In a blow to equities and the outlook for another Fed interest rate hike, June’s private sector jobs doubled expectations. Major equity indexes dropped, and the 2-year Treasury soared to highs not seen since 2007. It’s a sharp reminder of the uncertainty that continues to drive markets this year and underscores the need for diversification.
Jobs in the private sector grew by 497,000 in June according to data from ADP. Dow Jones expectations were a gain of 220,000 jobs, reported CNBC. It’s worth noting that the ADP data is notoriously volatile.
Equities dropped in trading on Thursday ahead of Friday’s non-farm payrolls report. Continued gains in the services sectors lend credence to a higher probability of another interest rate increase this month.
Higher rates for longer will likely weigh heavily on equities in the second half and beyond. Advisors and investors looking to diversify risk and seek a non-correlated return stream would do well to consider managed futures strategies.
Managed futures funds remain attractive for the portfolio diversification they provide. Because they are non-correlated to stocks and bonds, they prove particularly appealing when one or both asset classes face challenges. Given the Fed’s clear indication of further rate hikes this year, the outlook for equities remains clouded. The Fed currently predicts a recession in the fourth quarter of this year and the first quarter of next.
Fed Rate Hike Uncertainty Underscores Need for Diversification
The KFA Mount Lucas Index Strategy ETF (KMLM) from KFAFunds, a KraneShares company, invests in futures contracts in commodities, currencies, and global bond markets. Its diversified exposures across a number of futures carried the ETF higher in July when major equity indexes fell. The fund is up 2.2% in July and up 1.93% YTD.
KMLM’s benchmark is the KFA MLM Index. The index uses a trend-following methodology and is a modified version of the MLM Index. The index weights the three different futures contract types by their relative historical volatility. Within each type of futures contract, the underlying markets are equal dollar-weighted.
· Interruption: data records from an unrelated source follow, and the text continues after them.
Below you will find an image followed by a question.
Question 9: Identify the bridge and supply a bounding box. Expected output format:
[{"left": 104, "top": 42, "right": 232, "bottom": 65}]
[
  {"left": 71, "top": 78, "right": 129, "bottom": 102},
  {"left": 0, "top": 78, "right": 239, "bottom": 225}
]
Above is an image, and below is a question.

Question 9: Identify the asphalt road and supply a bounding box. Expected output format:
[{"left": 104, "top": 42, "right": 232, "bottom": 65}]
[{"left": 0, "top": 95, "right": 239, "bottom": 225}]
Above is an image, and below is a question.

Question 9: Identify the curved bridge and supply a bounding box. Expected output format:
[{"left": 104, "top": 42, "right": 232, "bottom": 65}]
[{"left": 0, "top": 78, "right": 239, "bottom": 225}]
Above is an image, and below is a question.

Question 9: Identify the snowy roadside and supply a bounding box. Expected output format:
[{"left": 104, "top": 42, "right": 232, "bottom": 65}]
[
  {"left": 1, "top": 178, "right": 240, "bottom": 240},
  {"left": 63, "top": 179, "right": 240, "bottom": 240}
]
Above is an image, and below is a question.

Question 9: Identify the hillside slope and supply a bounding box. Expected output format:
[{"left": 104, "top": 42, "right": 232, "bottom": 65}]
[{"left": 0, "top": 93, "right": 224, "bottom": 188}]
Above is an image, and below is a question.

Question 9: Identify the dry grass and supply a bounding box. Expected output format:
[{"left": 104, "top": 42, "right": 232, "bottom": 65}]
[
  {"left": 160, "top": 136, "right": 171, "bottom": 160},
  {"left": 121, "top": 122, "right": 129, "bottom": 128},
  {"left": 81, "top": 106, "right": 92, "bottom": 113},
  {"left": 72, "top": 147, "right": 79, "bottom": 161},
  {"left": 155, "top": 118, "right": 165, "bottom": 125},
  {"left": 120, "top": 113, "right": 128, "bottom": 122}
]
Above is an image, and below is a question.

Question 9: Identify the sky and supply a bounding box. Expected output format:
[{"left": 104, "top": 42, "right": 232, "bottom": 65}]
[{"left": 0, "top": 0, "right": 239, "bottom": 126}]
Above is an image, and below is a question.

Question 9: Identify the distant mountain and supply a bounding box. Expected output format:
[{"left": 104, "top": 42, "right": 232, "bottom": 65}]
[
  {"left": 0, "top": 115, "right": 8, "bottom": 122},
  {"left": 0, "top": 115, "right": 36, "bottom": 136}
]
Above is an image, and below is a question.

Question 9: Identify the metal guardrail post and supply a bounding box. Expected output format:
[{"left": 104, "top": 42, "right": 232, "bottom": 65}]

The index and KMLM have demonstrated a negative correlation to both equities and bonds in bull and bear markets. Investing in managed futures offers diversification for portfolios by their ability to invest long and short on asset classes. Carrying them within a portfolio can potentially help mitigate losses during market volatility and sinking prices.
Futures contracts in the index include 11 commodities, six currencies, and five global bond markets. These are rolled forward on a market-by-market basis as they near expiration.
Currently, the fund is long on gold, copper, the euro, Japanese bonds, and other assets. Short positions include crude oil, natural gas, the yen, European bonds, and the U.S. 10-year Treasury Note.
The index evaluates the trading signals of markets every day and rebalances on the first day of each month. It invests in securities with maturities of up to 12 months and expects to invest in ETFs to gain exposure to debt instruments.
KMLM carries an expense ratio of 0.92%.